The US and Global Purchasing Managers’ indices (PMIs), which measure sourcing activity at companies, have improved over the past year. However, Mr Damas cautioned that China’s PMI – currently at 50.8 (a figure above 50 represents an expansion in activity) – “clearly indicates a slowdown is coming, and is consistent with forecasts”.
Yet the demand side remained positive he said: “Consumer confidence in both the US and Europe is much stronger than a year ago. US consumer confidence wobbled a bit at the end of last year, whereas Europe has improved steadily, which, combined with the PMIs, points to stronger growth.”
There is some circumstantial evidence to support this view. Figures for the UK retail market released by the British Retail Consortium (BRC) this morning suggest that GDP growth in the country in the first quarter of 2014 had grown 0.8% quarter-on-quarter and 3% year-on-year.
The monthly BRC-KPMG Retails Sales Monitor for May recorded a 3.4% year-on-year growth in retail sales, in “real terms”, with “clothing was the best performing category, reporting its highest growth since December 2011, while food was the lowest, reporting a decline in total terms”.
It added that consumer confidence was at its highest since March 2005, although it warned that this was partly to do with the changing face of the retail market – discount chains are winning a greater share as consumers continue to have to deal with wage deflation.
“As retail, by default, is contingent on shoppers’ expenditure, the ongoing trend of declining real wages has led to a shift in shopping habits and the restructuring of the retail landscape,” BRC said. “According to data from Kantar World panel, over 50% of consumers have shopped in a discounter’s in the past month.
“The changing face of retail is incentivising retailers to rethink their market strategy, offer the best quality and value for money.”
Of course, whether it is discount goods or more expensive products, it makes no difference to container lines which simply count the containers, and Drewry’s global container port throughput numbers are also showing rising volumes.

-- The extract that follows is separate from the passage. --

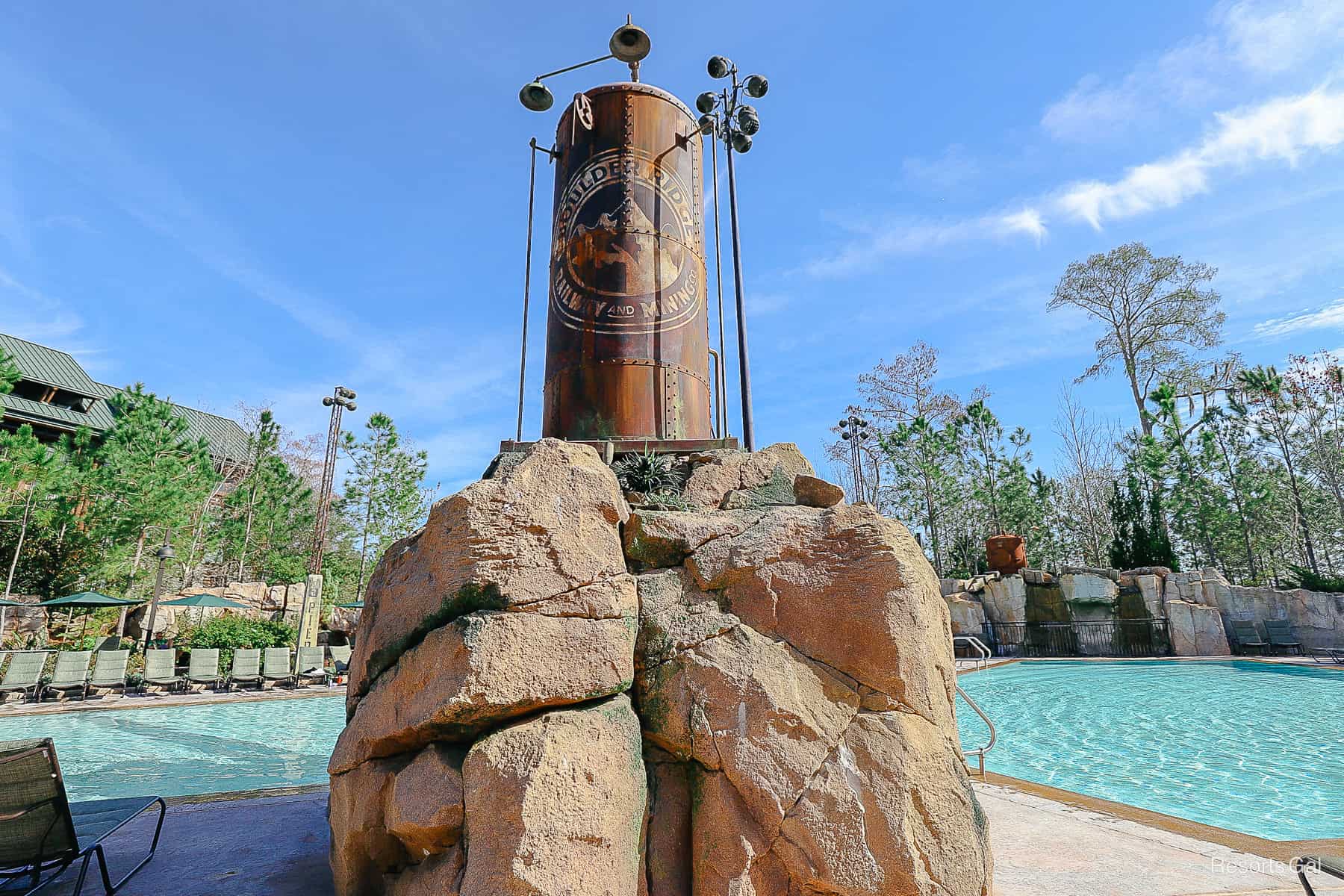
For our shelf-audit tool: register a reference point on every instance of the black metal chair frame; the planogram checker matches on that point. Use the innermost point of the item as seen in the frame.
(1301, 862)
(58, 864)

A spot check of major hubs showed Antwerp 5% up year-on-year and the Los Angeles-Long Beach US west coast port complex up 10% – although Mr Damas cautioned that this particular growth figure was likely to be distorted as a result of importers bringing in shipments to beat any industrial action after the current master employment contract between dockworkers and terminal operators expired at midnight last night. Negotiations continued today, and operations were reported to be normal.
He said: “Global growth in volumes is now above 4% and, in some cases, 5%. But the cellular capacity is also growing at 5% and there is an existing overhang of capacity – so the overcapacity isn’t getting worse, but it is still there.
“So conditions are more positive, but freight rates remain volatile and long-term contracts between carriers and shippers are being signed at lower rates than last year. For carriers, it means that continued cost reductions will be offset by lower freight rates.”
This growing disconnect between the normal law of supply and demand and pricing has led Drewry to conclude that the largest single factor in freight rate levels is carriers’ own behaviour.
“Carriers will be tuned into cost savings. As a result, shippers should expect longer transit times and intermittent sailing withdrawals during periods of weak demand,” Mr Damas added.